Convert your cassettes
Want “Let’s Get Physical” to get digital? Save your Olivia Newton-John tapes and your money with a DIY solution: Insert your cassette into any old tape player, plug one end of a stereo cable into its headphone jack, and plug the other end into the microphone jack on your laptop or desktop. Then hit play on the tape player and record in a free audio program, such as Audacity (download it at audacity.sourceforge.net) or GarageBand (standard equipment on most new Macs).
Preserve your pics
Snapshots can’t bring back fond memories when they’re stuffed in a Nine West box under your bed.

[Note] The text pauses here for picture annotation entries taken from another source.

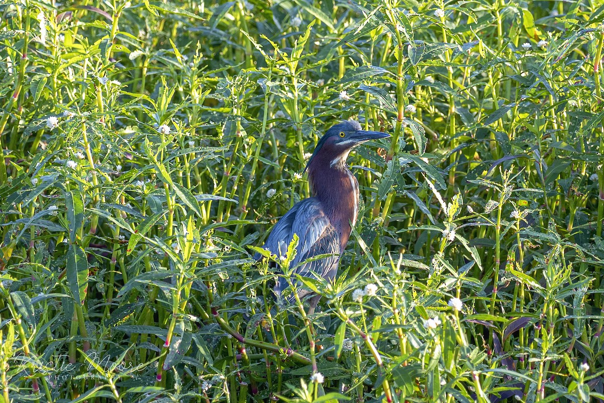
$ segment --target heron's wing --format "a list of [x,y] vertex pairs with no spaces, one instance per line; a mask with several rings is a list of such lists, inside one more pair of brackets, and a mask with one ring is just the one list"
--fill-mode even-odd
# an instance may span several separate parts
[[[294,227],[294,222],[296,219],[296,214],[301,207],[303,208],[307,204],[307,201],[309,199],[304,199],[294,205],[294,207],[289,209],[281,219],[277,221],[275,226],[272,227],[272,230],[269,234],[266,242],[263,245],[263,249],[275,254],[277,257],[284,256],[288,251],[288,247],[291,242],[294,236],[292,229]],[[262,255],[257,253],[254,258],[259,259]]]
[[[315,198],[297,203],[275,224],[264,248],[277,256],[284,256],[294,234],[299,238],[296,256],[291,262],[295,272],[304,277],[315,277],[312,274],[315,272],[323,278],[332,280],[341,251],[339,237]],[[331,256],[304,263],[320,254]],[[275,287],[275,291],[280,293],[287,286],[286,280],[281,278]]]

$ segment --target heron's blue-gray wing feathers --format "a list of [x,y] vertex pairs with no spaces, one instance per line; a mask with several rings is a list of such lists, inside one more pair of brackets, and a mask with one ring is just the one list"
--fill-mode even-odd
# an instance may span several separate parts
[[[315,272],[332,280],[339,260],[339,237],[316,198],[305,199],[294,205],[273,227],[263,248],[277,256],[285,256],[294,234],[299,238],[296,256],[291,262],[292,267],[298,266],[295,272],[304,277],[314,277],[312,272]],[[331,256],[302,263],[320,254]],[[259,257],[257,255],[257,259]],[[287,286],[285,279],[280,278],[275,291],[280,293]]]

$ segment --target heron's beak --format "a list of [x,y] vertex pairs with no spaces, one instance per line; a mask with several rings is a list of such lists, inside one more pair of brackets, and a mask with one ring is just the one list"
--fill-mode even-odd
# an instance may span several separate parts
[[382,132],[370,132],[365,130],[358,130],[355,134],[352,136],[351,140],[354,140],[358,143],[365,143],[365,141],[368,141],[369,140],[376,140],[378,138],[385,138],[386,137],[390,137],[390,135],[388,133],[382,133]]

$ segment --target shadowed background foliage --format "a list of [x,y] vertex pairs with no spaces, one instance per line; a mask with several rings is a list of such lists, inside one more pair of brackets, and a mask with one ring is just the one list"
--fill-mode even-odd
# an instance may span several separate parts
[[[3,2],[0,402],[604,398],[603,18]],[[349,158],[336,284],[277,313],[254,248],[349,118],[392,137]]]

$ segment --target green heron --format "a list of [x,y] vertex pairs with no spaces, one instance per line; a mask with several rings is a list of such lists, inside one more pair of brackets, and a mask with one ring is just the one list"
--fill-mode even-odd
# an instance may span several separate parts
[[[296,234],[299,241],[295,257],[291,262],[294,272],[311,278],[314,272],[333,282],[359,211],[359,183],[346,166],[346,158],[360,144],[389,137],[381,132],[361,130],[358,122],[352,120],[330,128],[319,140],[304,169],[313,196],[296,203],[275,224],[263,248],[283,256]],[[306,262],[323,254],[329,256]],[[260,257],[257,254],[256,258]],[[287,287],[286,279],[280,277],[274,289],[278,297]],[[301,298],[310,293],[300,290],[298,295]],[[320,297],[311,300],[312,310]]]

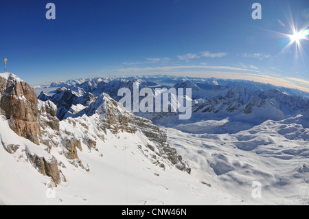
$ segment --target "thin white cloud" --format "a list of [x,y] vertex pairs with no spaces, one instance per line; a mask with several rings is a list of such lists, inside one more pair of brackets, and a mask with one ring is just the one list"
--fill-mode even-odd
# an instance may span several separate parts
[[186,62],[189,61],[190,59],[200,58],[197,54],[187,54],[183,56],[177,56],[177,58],[180,60],[185,60]]
[[260,54],[260,53],[254,53],[254,54],[244,53],[242,54],[242,57],[255,58],[258,58],[260,60],[262,60],[265,58],[271,58],[271,56],[269,54]]
[[180,60],[184,60],[188,62],[190,59],[198,58],[201,57],[206,57],[206,58],[222,58],[227,56],[227,53],[226,52],[217,52],[217,53],[211,53],[209,51],[204,51],[200,52],[200,55],[196,54],[187,54],[183,56],[177,56],[177,58]]
[[123,62],[124,65],[141,65],[141,64],[155,64],[155,63],[167,63],[170,60],[170,58],[146,58],[146,61],[143,62]]
[[249,67],[250,69],[259,69],[258,67],[257,67],[256,66],[254,66],[254,65],[250,65],[249,66]]
[[227,56],[227,53],[226,52],[217,52],[217,53],[211,53],[209,51],[204,51],[201,52],[201,56],[206,58],[222,58]]

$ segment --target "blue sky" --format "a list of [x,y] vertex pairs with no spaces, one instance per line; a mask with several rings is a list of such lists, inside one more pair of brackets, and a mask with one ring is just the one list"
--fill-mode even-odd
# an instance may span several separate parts
[[[56,20],[45,18],[49,2]],[[262,20],[251,17],[255,2]],[[309,41],[301,53],[295,42],[284,49],[292,20],[308,28],[309,1],[1,1],[0,59],[31,84],[166,73],[309,91]]]

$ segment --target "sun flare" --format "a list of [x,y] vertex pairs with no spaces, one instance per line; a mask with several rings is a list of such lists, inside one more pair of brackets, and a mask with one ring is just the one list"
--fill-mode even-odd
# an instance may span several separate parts
[[299,43],[301,40],[304,40],[306,38],[309,34],[309,30],[306,30],[301,32],[294,32],[294,34],[291,36],[290,41],[294,43]]

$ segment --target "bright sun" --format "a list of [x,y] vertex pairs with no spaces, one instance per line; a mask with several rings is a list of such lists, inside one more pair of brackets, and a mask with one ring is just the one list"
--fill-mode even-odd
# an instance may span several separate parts
[[294,43],[294,42],[297,42],[297,43],[299,43],[299,41],[301,40],[304,40],[306,38],[306,36],[308,36],[309,33],[309,30],[306,30],[304,31],[301,31],[301,32],[294,32],[294,34],[291,36],[290,37],[290,41]]

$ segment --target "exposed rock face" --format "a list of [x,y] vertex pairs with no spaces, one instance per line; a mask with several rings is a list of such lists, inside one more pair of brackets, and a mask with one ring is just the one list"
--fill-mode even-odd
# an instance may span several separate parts
[[78,155],[77,154],[77,148],[80,150],[82,149],[82,146],[80,140],[78,140],[75,138],[67,139],[65,140],[65,148],[67,152],[65,152],[65,155],[67,159],[78,159]]
[[95,96],[91,93],[81,94],[65,87],[58,89],[52,97],[42,92],[38,98],[42,101],[51,100],[56,104],[58,106],[57,117],[60,120],[68,117],[66,114],[70,114],[69,111],[72,105],[81,104],[86,106],[95,100]]
[[4,142],[1,142],[3,146],[4,150],[5,150],[9,154],[15,153],[17,150],[19,149],[20,146],[18,144],[9,144],[5,146]]
[[57,106],[49,100],[46,102],[38,100],[38,106],[40,111],[38,122],[41,126],[43,129],[50,127],[56,131],[59,131],[59,119],[56,117]]
[[38,99],[34,89],[13,74],[0,77],[0,113],[18,135],[39,144]]
[[58,168],[58,161],[53,157],[50,161],[45,157],[40,157],[34,154],[27,154],[30,162],[38,168],[38,170],[44,176],[49,176],[56,184],[61,183],[60,171]]
[[[167,135],[164,132],[154,125],[150,120],[135,116],[128,112],[122,105],[112,99],[108,94],[102,94],[89,108],[81,111],[76,116],[82,116],[84,114],[89,117],[94,114],[98,115],[100,122],[98,129],[102,129],[104,132],[106,130],[109,130],[113,134],[119,132],[133,134],[138,131],[141,132],[150,141],[155,143],[156,147],[150,144],[146,146],[155,152],[157,157],[170,161],[181,171],[189,174],[191,172],[191,169],[182,160],[182,157],[177,155],[176,149],[172,148],[167,143]],[[163,163],[157,164],[164,166]]]

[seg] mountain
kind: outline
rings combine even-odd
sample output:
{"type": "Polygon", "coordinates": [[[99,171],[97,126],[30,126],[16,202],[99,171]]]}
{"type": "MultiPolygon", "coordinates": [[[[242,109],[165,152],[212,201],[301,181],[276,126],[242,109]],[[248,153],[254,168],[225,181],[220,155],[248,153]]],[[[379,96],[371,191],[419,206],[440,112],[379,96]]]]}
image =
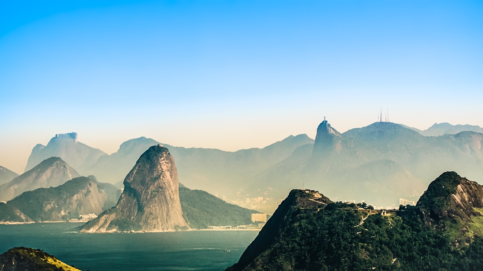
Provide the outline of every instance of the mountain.
{"type": "Polygon", "coordinates": [[[189,229],[183,217],[179,189],[172,157],[161,145],[152,146],[126,176],[116,206],[86,223],[81,231],[189,229]]]}
{"type": "Polygon", "coordinates": [[[47,144],[37,144],[28,157],[25,171],[52,156],[60,157],[79,172],[85,173],[106,153],[100,149],[90,147],[77,141],[77,133],[57,134],[47,144]]]}
{"type": "Polygon", "coordinates": [[[128,140],[121,144],[117,152],[99,157],[90,171],[102,181],[122,183],[141,154],[149,147],[159,144],[161,143],[144,136],[128,140]]]}
{"type": "Polygon", "coordinates": [[[416,207],[428,225],[449,231],[460,243],[483,230],[483,186],[455,172],[433,181],[416,207]]]}
{"type": "Polygon", "coordinates": [[[192,229],[209,226],[248,225],[256,211],[227,203],[201,190],[192,190],[180,184],[180,201],[183,216],[192,229]]]}
{"type": "Polygon", "coordinates": [[[443,135],[456,135],[458,133],[465,131],[483,133],[483,128],[478,125],[470,125],[469,124],[457,124],[454,125],[448,122],[434,123],[433,126],[426,130],[421,130],[418,129],[403,125],[405,128],[411,129],[426,136],[438,136],[443,135]]]}
{"type": "Polygon", "coordinates": [[[324,120],[317,127],[317,136],[313,143],[312,155],[314,158],[324,158],[332,152],[341,151],[342,135],[324,120]]]}
{"type": "Polygon", "coordinates": [[[254,178],[247,193],[260,190],[281,199],[303,181],[305,187],[323,190],[336,200],[395,206],[400,198],[416,201],[426,180],[446,169],[483,182],[482,134],[428,137],[384,122],[341,134],[323,122],[317,131],[312,153],[310,146],[301,147],[254,178]]]}
{"type": "Polygon", "coordinates": [[[79,177],[79,174],[59,157],[50,157],[33,168],[0,185],[0,201],[9,201],[26,191],[55,187],[79,177]]]}
{"type": "MultiPolygon", "coordinates": [[[[482,192],[481,186],[446,172],[431,183],[419,206],[378,210],[294,190],[227,270],[481,270],[483,238],[475,234],[455,243],[447,229],[426,223],[425,210],[469,207],[481,202],[482,192]],[[468,198],[460,203],[462,195],[468,198]]],[[[460,223],[464,218],[451,219],[460,223]]],[[[483,227],[483,221],[474,222],[483,227]]]]}
{"type": "Polygon", "coordinates": [[[0,222],[66,221],[79,215],[100,214],[116,204],[119,193],[94,176],[78,177],[57,187],[22,193],[0,203],[0,222]]]}
{"type": "MultiPolygon", "coordinates": [[[[243,184],[292,154],[298,147],[313,144],[306,135],[290,136],[263,149],[235,152],[216,149],[185,148],[167,144],[176,161],[180,180],[186,186],[233,199],[243,184]]],[[[142,137],[128,140],[117,152],[104,155],[89,172],[101,181],[116,183],[124,179],[139,156],[153,145],[160,144],[142,137]]]]}
{"type": "Polygon", "coordinates": [[[20,246],[0,255],[0,270],[4,271],[80,271],[40,249],[20,246]]]}
{"type": "Polygon", "coordinates": [[[18,174],[7,168],[0,166],[0,185],[11,181],[17,176],[18,176],[18,174]]]}

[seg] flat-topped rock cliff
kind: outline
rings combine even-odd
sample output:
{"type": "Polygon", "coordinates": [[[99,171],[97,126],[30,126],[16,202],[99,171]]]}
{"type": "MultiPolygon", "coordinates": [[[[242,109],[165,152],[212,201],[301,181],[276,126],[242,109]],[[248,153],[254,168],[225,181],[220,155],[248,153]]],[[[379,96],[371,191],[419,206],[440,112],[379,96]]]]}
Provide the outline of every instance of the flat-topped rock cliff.
{"type": "Polygon", "coordinates": [[[83,232],[188,230],[180,202],[174,161],[160,145],[150,147],[124,179],[117,204],[82,227],[83,232]]]}

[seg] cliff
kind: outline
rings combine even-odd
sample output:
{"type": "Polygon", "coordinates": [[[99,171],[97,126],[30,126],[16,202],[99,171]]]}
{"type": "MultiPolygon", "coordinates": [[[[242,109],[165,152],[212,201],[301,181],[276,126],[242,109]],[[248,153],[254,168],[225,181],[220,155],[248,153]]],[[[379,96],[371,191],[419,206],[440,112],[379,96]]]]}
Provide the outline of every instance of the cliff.
{"type": "Polygon", "coordinates": [[[100,149],[78,142],[76,133],[57,134],[50,139],[47,146],[37,144],[33,148],[28,157],[25,171],[49,157],[56,156],[61,158],[79,172],[85,174],[88,173],[99,157],[105,154],[100,149]]]}
{"type": "Polygon", "coordinates": [[[183,217],[178,173],[168,149],[145,151],[124,179],[124,190],[112,209],[82,226],[83,232],[189,229],[183,217]]]}
{"type": "Polygon", "coordinates": [[[0,255],[0,270],[81,271],[40,249],[14,247],[0,255]]]}
{"type": "Polygon", "coordinates": [[[313,157],[316,159],[327,158],[333,152],[342,149],[341,139],[342,135],[324,120],[317,127],[317,135],[313,144],[313,157]]]}
{"type": "Polygon", "coordinates": [[[446,172],[418,206],[383,213],[294,190],[227,270],[481,270],[482,191],[446,172]],[[454,228],[437,226],[448,222],[475,231],[455,243],[454,228]]]}
{"type": "Polygon", "coordinates": [[[482,233],[483,186],[455,172],[429,184],[416,206],[427,224],[448,231],[457,243],[482,233]]]}
{"type": "Polygon", "coordinates": [[[65,221],[79,215],[99,214],[114,206],[118,196],[112,185],[99,183],[93,176],[79,177],[0,203],[0,223],[65,221]]]}
{"type": "Polygon", "coordinates": [[[50,157],[33,168],[0,186],[0,201],[9,201],[24,192],[55,187],[79,175],[58,157],[50,157]]]}

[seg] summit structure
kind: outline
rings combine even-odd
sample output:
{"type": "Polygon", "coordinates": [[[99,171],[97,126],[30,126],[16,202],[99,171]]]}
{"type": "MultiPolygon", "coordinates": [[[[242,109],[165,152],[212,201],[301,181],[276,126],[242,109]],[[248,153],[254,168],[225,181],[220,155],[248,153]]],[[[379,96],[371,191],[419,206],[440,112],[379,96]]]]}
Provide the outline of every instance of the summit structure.
{"type": "Polygon", "coordinates": [[[330,154],[333,151],[340,151],[341,135],[330,126],[324,117],[322,122],[317,128],[317,135],[313,144],[313,155],[314,158],[322,158],[330,154]]]}

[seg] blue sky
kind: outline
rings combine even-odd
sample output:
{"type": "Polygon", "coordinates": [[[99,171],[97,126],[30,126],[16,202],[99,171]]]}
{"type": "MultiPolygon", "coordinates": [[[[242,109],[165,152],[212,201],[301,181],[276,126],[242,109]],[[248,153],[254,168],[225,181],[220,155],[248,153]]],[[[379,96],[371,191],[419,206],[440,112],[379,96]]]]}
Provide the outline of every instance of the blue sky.
{"type": "Polygon", "coordinates": [[[483,126],[483,2],[0,2],[0,165],[55,134],[235,150],[377,120],[483,126]]]}

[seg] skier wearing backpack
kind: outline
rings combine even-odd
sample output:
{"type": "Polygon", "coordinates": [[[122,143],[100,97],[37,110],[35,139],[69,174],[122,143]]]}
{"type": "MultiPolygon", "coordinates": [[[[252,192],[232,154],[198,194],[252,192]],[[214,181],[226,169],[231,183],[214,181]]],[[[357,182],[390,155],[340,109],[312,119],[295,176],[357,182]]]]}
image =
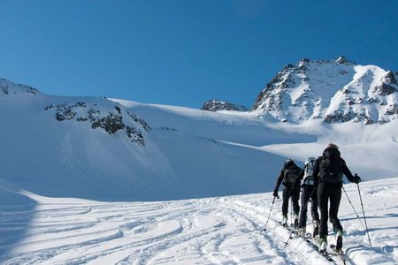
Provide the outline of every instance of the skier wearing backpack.
{"type": "Polygon", "coordinates": [[[341,186],[343,174],[350,182],[359,183],[361,178],[354,177],[341,157],[339,148],[329,144],[324,150],[323,155],[317,159],[314,168],[314,179],[318,183],[318,200],[320,210],[319,224],[319,251],[325,253],[327,246],[327,219],[328,212],[330,222],[336,233],[336,250],[341,251],[343,229],[337,214],[341,199],[341,186]],[[328,202],[330,201],[330,208],[328,202]]]}
{"type": "Polygon", "coordinates": [[[314,182],[314,166],[316,163],[315,157],[308,157],[304,163],[304,170],[299,176],[298,181],[301,181],[302,185],[302,196],[301,196],[301,211],[299,220],[299,235],[302,238],[306,233],[307,226],[307,208],[308,202],[311,201],[311,216],[312,224],[314,230],[312,237],[318,234],[319,225],[319,214],[318,213],[318,195],[317,186],[314,182]]]}
{"type": "MultiPolygon", "coordinates": [[[[298,200],[300,197],[300,182],[297,178],[302,171],[302,169],[298,167],[292,159],[287,159],[285,163],[283,169],[280,170],[278,177],[275,189],[273,191],[273,196],[278,197],[278,191],[280,184],[283,184],[282,192],[282,224],[287,225],[287,208],[289,204],[289,197],[292,197],[293,212],[295,213],[294,223],[296,227],[298,225],[298,214],[300,211],[300,206],[298,200]]],[[[292,220],[293,221],[293,220],[292,220]]]]}

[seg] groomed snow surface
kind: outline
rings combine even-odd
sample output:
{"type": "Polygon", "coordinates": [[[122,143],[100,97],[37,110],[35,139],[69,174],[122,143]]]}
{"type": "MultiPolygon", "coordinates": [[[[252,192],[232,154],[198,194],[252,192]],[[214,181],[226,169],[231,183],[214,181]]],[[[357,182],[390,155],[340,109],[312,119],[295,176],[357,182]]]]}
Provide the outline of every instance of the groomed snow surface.
{"type": "MultiPolygon", "coordinates": [[[[398,178],[345,185],[348,264],[398,262],[398,178]]],[[[256,193],[158,202],[100,202],[48,198],[0,182],[1,264],[330,264],[279,224],[281,199],[256,193]],[[7,205],[7,203],[6,203],[7,205]]],[[[331,231],[331,227],[329,231],[331,231]]],[[[309,216],[307,231],[312,231],[309,216]]],[[[329,243],[333,234],[330,232],[329,243]]],[[[336,262],[332,263],[337,263],[336,262]]]]}

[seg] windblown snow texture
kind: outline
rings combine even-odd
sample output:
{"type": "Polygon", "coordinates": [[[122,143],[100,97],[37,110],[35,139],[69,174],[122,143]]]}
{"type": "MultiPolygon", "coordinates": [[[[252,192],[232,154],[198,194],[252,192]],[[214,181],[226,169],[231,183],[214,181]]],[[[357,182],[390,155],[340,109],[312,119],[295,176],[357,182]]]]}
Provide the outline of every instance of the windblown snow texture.
{"type": "MultiPolygon", "coordinates": [[[[346,197],[340,217],[348,264],[398,262],[398,178],[361,183],[371,246],[346,197]]],[[[331,264],[303,238],[289,240],[272,194],[158,202],[100,202],[17,193],[0,208],[2,264],[331,264]],[[31,202],[29,202],[29,201],[31,202]],[[14,199],[12,199],[13,201],[14,199]]],[[[356,210],[356,185],[345,188],[356,210]]],[[[362,216],[362,215],[361,215],[362,216]]],[[[312,231],[310,217],[307,231],[312,231]]],[[[362,223],[364,220],[361,218],[362,223]]],[[[334,242],[329,227],[328,240],[334,242]]],[[[332,252],[332,250],[329,250],[332,252]]],[[[335,259],[337,261],[337,259],[335,259]]],[[[333,262],[332,264],[338,264],[333,262]]]]}

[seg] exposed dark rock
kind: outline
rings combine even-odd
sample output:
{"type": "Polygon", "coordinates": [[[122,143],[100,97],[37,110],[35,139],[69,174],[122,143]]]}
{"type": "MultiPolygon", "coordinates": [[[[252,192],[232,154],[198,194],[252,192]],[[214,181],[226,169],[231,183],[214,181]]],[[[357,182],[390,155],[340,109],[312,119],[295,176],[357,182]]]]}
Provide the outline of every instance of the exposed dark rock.
{"type": "Polygon", "coordinates": [[[142,133],[141,131],[132,128],[130,126],[127,126],[126,129],[126,132],[127,133],[127,137],[130,138],[131,142],[138,143],[141,146],[145,146],[145,141],[142,136],[142,133]]]}
{"type": "Polygon", "coordinates": [[[396,81],[396,78],[394,75],[393,72],[391,72],[391,71],[387,72],[387,73],[386,74],[386,82],[398,85],[398,83],[396,81]]]}
{"type": "MultiPolygon", "coordinates": [[[[96,104],[94,104],[94,106],[96,106],[96,104]]],[[[86,110],[86,112],[81,110],[84,108],[87,108],[85,102],[77,102],[75,104],[51,104],[45,107],[44,110],[50,110],[55,109],[56,119],[58,121],[73,119],[77,122],[88,121],[91,123],[91,127],[93,129],[102,128],[109,134],[114,134],[122,130],[126,132],[131,142],[137,143],[140,146],[145,146],[145,140],[142,132],[133,125],[126,125],[124,117],[127,119],[127,122],[130,120],[130,123],[133,121],[138,123],[145,131],[149,131],[150,128],[144,120],[137,117],[134,113],[131,113],[129,110],[125,110],[125,112],[123,112],[119,106],[115,106],[113,111],[103,114],[100,110],[93,108],[86,110]],[[78,110],[78,109],[80,110],[78,110]],[[126,116],[124,117],[123,113],[126,114],[126,116]]]]}
{"type": "Polygon", "coordinates": [[[230,102],[225,102],[218,100],[210,100],[206,102],[202,107],[203,110],[218,111],[218,110],[235,110],[235,111],[248,111],[248,108],[241,105],[236,105],[230,102]]]}
{"type": "Polygon", "coordinates": [[[109,134],[114,134],[119,130],[124,129],[126,127],[122,121],[123,117],[121,115],[114,115],[113,113],[109,113],[107,117],[97,118],[95,120],[91,126],[93,129],[101,127],[104,129],[109,134]]]}

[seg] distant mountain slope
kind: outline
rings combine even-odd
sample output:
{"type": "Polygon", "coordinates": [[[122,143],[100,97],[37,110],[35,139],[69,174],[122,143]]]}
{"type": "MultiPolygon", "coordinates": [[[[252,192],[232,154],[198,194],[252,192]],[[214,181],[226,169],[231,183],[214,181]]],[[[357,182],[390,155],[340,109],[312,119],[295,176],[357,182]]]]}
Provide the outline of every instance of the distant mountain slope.
{"type": "Polygon", "coordinates": [[[395,76],[342,58],[300,64],[308,75],[301,75],[302,84],[327,86],[289,87],[287,77],[298,78],[302,66],[288,66],[257,108],[244,112],[48,95],[0,80],[0,178],[45,196],[100,201],[253,193],[273,188],[287,157],[302,164],[329,142],[340,146],[364,180],[397,176],[395,76]],[[373,74],[366,79],[364,72],[373,74]],[[333,81],[336,73],[341,77],[333,81]],[[384,81],[374,80],[376,75],[384,81]],[[339,87],[355,103],[342,100],[339,87]],[[365,90],[360,103],[356,96],[365,90]],[[383,109],[389,106],[390,112],[383,109]],[[333,110],[343,110],[344,118],[352,110],[355,117],[334,120],[333,110]]]}
{"type": "Polygon", "coordinates": [[[261,91],[252,110],[281,121],[320,118],[384,124],[398,117],[395,74],[375,65],[336,60],[302,59],[287,64],[261,91]]]}
{"type": "Polygon", "coordinates": [[[210,111],[218,110],[234,110],[234,111],[248,111],[248,108],[237,105],[231,102],[226,102],[218,100],[210,100],[203,103],[202,110],[210,111]]]}

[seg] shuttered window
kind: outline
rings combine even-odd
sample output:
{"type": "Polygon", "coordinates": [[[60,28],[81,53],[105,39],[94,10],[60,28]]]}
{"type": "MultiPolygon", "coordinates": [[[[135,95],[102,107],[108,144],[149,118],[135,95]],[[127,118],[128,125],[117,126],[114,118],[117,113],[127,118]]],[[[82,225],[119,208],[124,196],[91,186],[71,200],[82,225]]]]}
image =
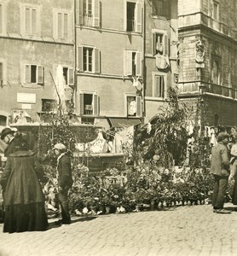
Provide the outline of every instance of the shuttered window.
{"type": "Polygon", "coordinates": [[[166,34],[153,32],[153,55],[170,55],[169,38],[166,34]]]}
{"type": "Polygon", "coordinates": [[[25,8],[25,32],[27,35],[38,34],[38,9],[35,8],[25,8]]]}
{"type": "Polygon", "coordinates": [[[99,96],[95,93],[79,94],[80,115],[99,115],[99,96]]]}
{"type": "Polygon", "coordinates": [[[101,73],[101,51],[97,48],[78,48],[78,68],[80,72],[101,73]]]}
{"type": "Polygon", "coordinates": [[[25,65],[25,84],[38,84],[43,85],[44,71],[42,66],[25,65]]]}
{"type": "Polygon", "coordinates": [[[124,5],[124,30],[142,32],[142,1],[126,1],[124,5]]]}
{"type": "Polygon", "coordinates": [[[58,38],[68,38],[68,14],[58,13],[58,38]]]}
{"type": "Polygon", "coordinates": [[[125,76],[142,76],[142,53],[124,50],[124,74],[125,76]]]}
{"type": "Polygon", "coordinates": [[[154,97],[161,97],[164,98],[165,92],[165,83],[164,83],[164,76],[155,75],[154,76],[154,97]]]}
{"type": "Polygon", "coordinates": [[[99,0],[78,0],[77,19],[79,25],[101,26],[101,2],[99,0]]]}
{"type": "Polygon", "coordinates": [[[142,115],[142,97],[135,96],[127,96],[127,115],[137,116],[142,115]]]}

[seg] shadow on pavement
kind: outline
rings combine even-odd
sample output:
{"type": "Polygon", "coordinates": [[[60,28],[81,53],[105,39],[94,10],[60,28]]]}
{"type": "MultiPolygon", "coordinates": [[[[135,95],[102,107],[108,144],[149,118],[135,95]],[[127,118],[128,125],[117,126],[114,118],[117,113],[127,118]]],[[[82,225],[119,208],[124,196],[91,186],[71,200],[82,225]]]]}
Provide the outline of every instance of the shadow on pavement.
{"type": "MultiPolygon", "coordinates": [[[[90,216],[90,217],[81,217],[81,218],[72,218],[72,221],[71,221],[71,224],[74,224],[74,223],[77,223],[77,222],[83,222],[83,221],[93,220],[93,219],[95,219],[97,217],[95,217],[95,216],[90,216]]],[[[55,221],[57,219],[55,219],[55,221]]],[[[66,225],[68,225],[68,224],[66,224],[66,225]]],[[[51,229],[57,229],[57,228],[60,228],[60,227],[61,227],[61,225],[56,224],[55,223],[55,221],[51,221],[51,222],[49,223],[48,230],[51,230],[51,229]]]]}

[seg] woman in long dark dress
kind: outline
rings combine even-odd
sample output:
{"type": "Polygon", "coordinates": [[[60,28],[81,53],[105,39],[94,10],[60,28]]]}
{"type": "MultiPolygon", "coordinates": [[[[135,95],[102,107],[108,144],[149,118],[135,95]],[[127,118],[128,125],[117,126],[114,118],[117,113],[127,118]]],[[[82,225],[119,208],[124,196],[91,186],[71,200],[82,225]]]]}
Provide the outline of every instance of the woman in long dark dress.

Transfer photos, negatives, and slides into your computer with the Epson Perfection V500 scanner ($250, epson.com), which automatically corrects problems like scratches and restores colour to faded photos. (Bonus: It works as an all-purpose scanner, too.) Or hire ScanDigital (from 48 cents per photo, scandigital.com). They’ll save the results on a disc and post them to an online gallery so you can reminisce and share with family and friends at the click of a mouse. And yes, they mail your precious dinosaurs, er, originals back.
Make over your movies
If you’ve still got a VCR in storage or on your TV console (really?!), just connect the Pinnacle Video Transfer ($130, pinnaclesys.com)–a black box about the size of a deck of cards–to your VCR and your MP3 player or other hard drive. Press play on the VCR and record on the gadget and it starts converting your movies to MPEG-3-quality video (in non–geek speak: really freaking good). You can outsource this task, too, either by sending tapes to YesVideo (about $30/tape, yesvideo.com) or dropping them off at one of its partner stores, such as Costco or Walgreens.
Trade moldy media for new electronics
Send your old CDs and DVDs with the original cases and booklets to feedyourplayer.com’s South Carolina office, and they’ll put the collection’s perceived value toward an electronic item of your choice–from iPods to flatscreen TVs. You can get a shiny new 8 GB iPod Touch for 150 CDs.